A washer in your washer and smart-home sprawl at CES 2015

Smart home devices were ubiquitous at CES 2015, with the connected light switches, power plugs, and hubs on display throughout the convention center halls and nearby hotel suites. But the most buzz-generating household tech came from LG when it debuted, of all things, a new washing machine.

Appliances
Tyler Lizenby/CNET

LAS VEGAS -- Who knew a washing machine would steal the show?

Smart-home devices were everywhere at CES, but LG's Twin Wash washing machine was the clear winner in overall household tech. Not every consumer sees the need for an internet-connected thermostat or garage opener, but any laundry-doing adult can relate to a second washing machine drawer for running small loads.

Samsung's dual-door Flex Duo oven is harder to comprehend at first glance, but we're excited for that one, too. Take a standard oven and add a removable internal shelf that turns it into a makeshift double-oven. Turns out it works great . Now add a double-hinged oven door that lets you open only the top oven compartment when you have the shelf installed. Pretty smart, as is Samsung's own new washing machine with a handy sink compartment built into the top lid.

Whirlpool , Dacor , Miele , and others had large appliances on display, too, among others. We're also intrigued by GE's ChillHub refrigerator from its experimental FirstBuild appliance making shop. It's a fridge aimed at makers, complete with a set of USB ports and a Raspberry Pi mini-computer built in to let you hack together your own functionality. GE demoed a USB-connected scale for the ChillHub that tells you how much milk you have left (dubbed the Milky Weigh, naturally).

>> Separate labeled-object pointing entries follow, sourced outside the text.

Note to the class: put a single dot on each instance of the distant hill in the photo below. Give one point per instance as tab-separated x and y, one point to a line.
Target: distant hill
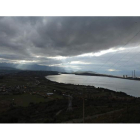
82	72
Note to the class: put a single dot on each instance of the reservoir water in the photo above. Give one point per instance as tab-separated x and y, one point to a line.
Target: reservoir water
130	87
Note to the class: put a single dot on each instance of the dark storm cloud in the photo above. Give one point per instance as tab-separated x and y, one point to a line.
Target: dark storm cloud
36	38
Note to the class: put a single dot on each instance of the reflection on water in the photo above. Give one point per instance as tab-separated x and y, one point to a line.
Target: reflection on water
130	87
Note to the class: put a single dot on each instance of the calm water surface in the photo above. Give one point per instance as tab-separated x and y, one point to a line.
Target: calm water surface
130	87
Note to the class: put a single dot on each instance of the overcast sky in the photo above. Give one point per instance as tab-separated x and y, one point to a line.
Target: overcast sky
100	44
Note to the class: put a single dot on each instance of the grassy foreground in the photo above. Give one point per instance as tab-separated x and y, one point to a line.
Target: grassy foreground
24	99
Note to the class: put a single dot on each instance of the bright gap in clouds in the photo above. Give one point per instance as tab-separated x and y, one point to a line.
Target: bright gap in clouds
101	52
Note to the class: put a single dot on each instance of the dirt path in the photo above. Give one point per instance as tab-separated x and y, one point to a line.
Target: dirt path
92	117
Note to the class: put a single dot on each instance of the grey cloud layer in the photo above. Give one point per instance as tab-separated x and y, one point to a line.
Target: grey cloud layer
65	36
25	38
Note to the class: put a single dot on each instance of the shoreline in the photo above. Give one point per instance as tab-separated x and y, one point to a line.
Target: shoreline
90	86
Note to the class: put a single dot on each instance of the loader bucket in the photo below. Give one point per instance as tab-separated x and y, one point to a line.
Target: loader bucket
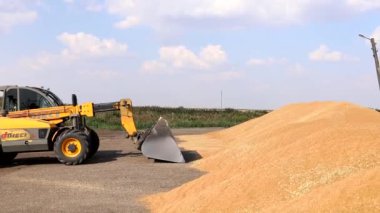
159	143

We shouldn't forget the small appliances, either. There weren't a ton of those here, but Anova's new Wi-Fi-connected immersion sous vide circulator , a new microwave from Panasonic , and Picobrew's automated beer-making machine all made an impression. And of course it wouldn't be CES without a Wi-Fi coffee machine .

On the smart home front, you couldn't turn around without hitting your head on a connected light bulb or some other household gadget equipped with Wi-Fi, Bluetooth, Zigbee, Z-Wave, or some other wireless radio. We didn't see too many smart-home products with functions we hadn't seen before. The bigger story was how the various smart home platforms from Nest, Quirky, SmartThings , Lowe's, ADT, and Staples are working to add more and more connected products to their networks. We even had a panel discussion about it.

Also, there was HomeKit. Of all the news from smart-home device makers officially present at CES 2015, Apple's coming HomeKit platform loomed over everything.

Apple didn't have a booth at CES, but its device partners put on a small show of force by unveiling the first batch of HomeKit-compatible smart home products. No one had a working demo that showed off HomeKit's coolest feature, adding Siri voice commands to the smart home, but the message was clear: when Apple officially turns HomeKit on later this year, it will do so with an entire neighborhood of smart-home devices that use it.

We're still learning about some of HomeKit's quirks, and nothing is guaranteed at this early stage in the smart home's expansion. Apple pushing the concept forward with consumers will likely help every player in this space. We'll see exactly how Apple enters when the first round of HomeKit products launch this spring. Equally interesting will be watching how the other smart-home companies respond.